The Largest Number Smaller Than Five
A couple of blog entries ago I described the process my co-author and I have been through in publishing our book The Largest Number Smaller Than Five with Lulu. The final stage which we were awaiting at the time of that post was the arrival of the revised book. It arrived, again in under a week, and was deemed to be good, even by the people with normal colour vision. So I pressed the magic button on the Lulu site and made it generally available.
Note that people using that button report that they arrive at the checkout with three items in their basket: two copies of the book at different prices and a download. I’m trying to sort this out with the publisher but in the meantime just delete the more expensive version of the book and the download and proceed to the checkout.

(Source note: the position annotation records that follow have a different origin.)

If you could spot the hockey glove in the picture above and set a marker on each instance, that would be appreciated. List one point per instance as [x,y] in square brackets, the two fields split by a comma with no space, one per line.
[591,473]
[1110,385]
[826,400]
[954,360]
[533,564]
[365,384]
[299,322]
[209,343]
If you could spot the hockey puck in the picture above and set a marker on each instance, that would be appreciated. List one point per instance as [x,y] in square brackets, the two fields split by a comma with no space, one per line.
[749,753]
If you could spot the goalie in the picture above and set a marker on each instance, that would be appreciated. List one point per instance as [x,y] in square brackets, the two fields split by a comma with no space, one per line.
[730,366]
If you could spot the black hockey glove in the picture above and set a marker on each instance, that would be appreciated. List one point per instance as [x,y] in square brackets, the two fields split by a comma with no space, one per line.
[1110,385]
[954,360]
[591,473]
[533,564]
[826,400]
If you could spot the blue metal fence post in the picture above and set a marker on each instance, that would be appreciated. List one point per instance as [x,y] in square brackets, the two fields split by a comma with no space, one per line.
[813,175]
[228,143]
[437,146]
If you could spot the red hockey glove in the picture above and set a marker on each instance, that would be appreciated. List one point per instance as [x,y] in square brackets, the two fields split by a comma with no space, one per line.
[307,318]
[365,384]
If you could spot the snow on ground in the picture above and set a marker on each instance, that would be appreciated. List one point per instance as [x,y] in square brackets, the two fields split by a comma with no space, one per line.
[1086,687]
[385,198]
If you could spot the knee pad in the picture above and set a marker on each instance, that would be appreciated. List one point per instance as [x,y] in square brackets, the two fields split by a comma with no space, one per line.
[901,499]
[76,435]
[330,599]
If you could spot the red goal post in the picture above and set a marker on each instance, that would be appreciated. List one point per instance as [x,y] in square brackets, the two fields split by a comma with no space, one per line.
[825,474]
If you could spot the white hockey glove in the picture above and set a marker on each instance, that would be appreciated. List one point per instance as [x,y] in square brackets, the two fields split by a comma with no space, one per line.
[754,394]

It’s a book for young teenagers about mathematics covering the conventional mathematical symbology as a sort of code to be cracked, groupoids, the continuum hypothesis and the completeness of arithmetic, the validity or otherwise of Reductio ad Absurdum and many similar topics. The book is something of a miscellany but, if it does have an underlying theme then that theme is doubt. I remember as a very young teenager being puzzled by what else there was in mathematics: I could add, subtract, multiply and divide integers and fractions and, apart from making the number bigger and the arithmetic therefore harder (remember children that these were the days before pocket calculators), it was difficult to see how else mathematics could extend. Once one has tackled (as we did continuously in primary school) questions of the type:
If 4 tons 3 cwt 7 lbs 13 oz of a substance cost 23 pounds 16 shillings and 6 pence, what will 5 tons 11 cwt 3 lbs 14 oz cost?
it really is difficult to see what else there could be in mathematics. Today, of course, such problems to be solved without a calculator would rightly be considered child cruelty. So doubt: doubt about the techniques we use in mathematics, doubt about the importance of mathematics, doubt about proofs, doubt about all the answers being in the back of the book and the teacher’s head.
We tried to pull no punches and present the mathematics as it really is rather than in a bowdlerised form and may even have succeeded here and there. In the end we couldn’t avoid some mathematics beyond primary school level but we conveniently collected it all into one chapter so that it could be ignored in one go. There are 50 puzzles ranging from the trivial to the currently unsolved and I’ve more-or-less promised a Fields Medal to anyone who solves the latter.